Concerns can increase when we face the statistics


Latest GDP data for G7 economies in Q4 2022, UK GDP growth was 0.1% compared with the previous quarter (Q3 2022). The eurozone recorded no growth, with GDP in Germany down by 0.4%, while France saw growth of 0.1%. US GDP growth was 0.6%.


rising energy costs


GDP growth in recent years

Compared to the pre-pandemic level, UK GDP in Q4 2022 was 0.6% lower. In comparison, the GDP of the Eurozone is currently 2.4% higher than its level before the pandemic, whereas the GDP of the US has risen by 5.0%.

rising energy costs


IMF and OECD forecasts

On 11 April, the IMF published new forecasts for the world economy. The IMF expects inflation rates to slow, albeit less than anticipated, in January. The IMF forecasts the UK GDP to fall by 0.3% in 2023, the lowest figure in the G7, with a growth of 1.0% in 2024. The IMF stressed the high degree of uncertainty over the global economic outlook.

IMF and OECD forecasts


OECD Forecasts: Fragile Global Economy, UK’s Lowest G7 GDP

On 17 March, the OECD published new forecasts for the world economy. It says there are recent improvements and upgraded GDP growth forecasts for most countries.
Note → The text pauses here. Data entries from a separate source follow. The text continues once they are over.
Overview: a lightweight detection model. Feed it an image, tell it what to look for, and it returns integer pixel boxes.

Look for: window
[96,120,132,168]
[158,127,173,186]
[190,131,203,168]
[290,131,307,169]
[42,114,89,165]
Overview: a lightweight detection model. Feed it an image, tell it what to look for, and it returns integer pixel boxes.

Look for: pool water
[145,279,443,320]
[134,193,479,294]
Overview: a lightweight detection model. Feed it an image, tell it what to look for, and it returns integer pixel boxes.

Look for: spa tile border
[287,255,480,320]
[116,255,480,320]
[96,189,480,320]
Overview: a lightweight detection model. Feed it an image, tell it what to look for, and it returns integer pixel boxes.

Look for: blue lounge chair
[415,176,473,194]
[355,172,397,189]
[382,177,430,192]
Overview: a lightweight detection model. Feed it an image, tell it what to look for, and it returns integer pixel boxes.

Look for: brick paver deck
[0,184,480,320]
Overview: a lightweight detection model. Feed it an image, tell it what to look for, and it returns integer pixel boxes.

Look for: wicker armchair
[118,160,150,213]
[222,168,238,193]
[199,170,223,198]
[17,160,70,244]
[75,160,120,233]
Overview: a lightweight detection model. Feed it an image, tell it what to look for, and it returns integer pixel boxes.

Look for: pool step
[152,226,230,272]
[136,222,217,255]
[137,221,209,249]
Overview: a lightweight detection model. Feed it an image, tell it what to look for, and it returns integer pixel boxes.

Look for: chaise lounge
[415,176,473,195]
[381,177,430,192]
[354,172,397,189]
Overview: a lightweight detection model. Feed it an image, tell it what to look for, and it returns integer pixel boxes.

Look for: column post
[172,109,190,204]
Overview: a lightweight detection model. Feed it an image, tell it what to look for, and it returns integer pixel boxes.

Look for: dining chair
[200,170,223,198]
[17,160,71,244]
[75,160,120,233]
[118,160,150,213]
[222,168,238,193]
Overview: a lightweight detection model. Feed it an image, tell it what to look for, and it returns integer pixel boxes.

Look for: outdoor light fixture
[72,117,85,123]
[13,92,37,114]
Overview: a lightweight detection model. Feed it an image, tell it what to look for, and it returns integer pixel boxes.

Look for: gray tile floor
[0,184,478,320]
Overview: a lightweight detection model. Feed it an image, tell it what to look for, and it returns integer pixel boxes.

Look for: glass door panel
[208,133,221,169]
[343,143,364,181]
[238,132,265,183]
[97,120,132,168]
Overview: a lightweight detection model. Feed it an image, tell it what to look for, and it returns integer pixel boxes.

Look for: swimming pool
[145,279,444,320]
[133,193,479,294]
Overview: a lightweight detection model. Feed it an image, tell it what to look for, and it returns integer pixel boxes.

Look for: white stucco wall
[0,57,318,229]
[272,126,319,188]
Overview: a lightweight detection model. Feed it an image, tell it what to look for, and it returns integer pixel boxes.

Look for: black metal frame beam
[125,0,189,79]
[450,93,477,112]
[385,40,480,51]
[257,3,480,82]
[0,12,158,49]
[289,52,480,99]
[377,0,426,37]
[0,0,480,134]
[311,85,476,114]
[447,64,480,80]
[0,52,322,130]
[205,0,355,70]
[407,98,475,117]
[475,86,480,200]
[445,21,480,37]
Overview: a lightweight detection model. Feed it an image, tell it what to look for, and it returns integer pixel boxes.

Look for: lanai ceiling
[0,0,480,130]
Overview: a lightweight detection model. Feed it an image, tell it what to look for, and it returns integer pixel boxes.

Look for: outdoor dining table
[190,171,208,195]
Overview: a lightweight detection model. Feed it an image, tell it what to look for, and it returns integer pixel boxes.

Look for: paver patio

The OECD warned, though, that the outlook remained fragile and uncertain. The OECD forecasts UK GDP to fall by 0.2% in 2023, the lowest figure in the G7.

OECD Forecasts


Global Economy Loses Momentum and UK Predicted to be Worst-Performing Major Economy in 2023

As policymakers gather in Washington for their meetings, there is a growing concern that the global economy may have lost momentum. According to the latest forecast, one of the reasons for the decline in the long-term global growth rate is China’s transition into higher-income nations, leading to a naturally slower growth rate. Despite an upgrade in its forecasts, the UK is still expected to be the worst-performing major economy globally this year. The International Monetary Fund (IMF) projects a contraction of 0.3% in UK GDP for 2023, which is an improvement from the earlier forecast of a 0.6% decline. In contrast, Russia is forecasted to achieve a 0.7% growth despite facing extensive sanctions during the Ukraine war. Additionally, the UK’s GDP is predicted to shrink more than Germany’s, which is also struggling to recover from the recession and cope with surging energy prices. The IMF downgraded Germany’s growth projection from 0.1% to a 0.1% contraction in January.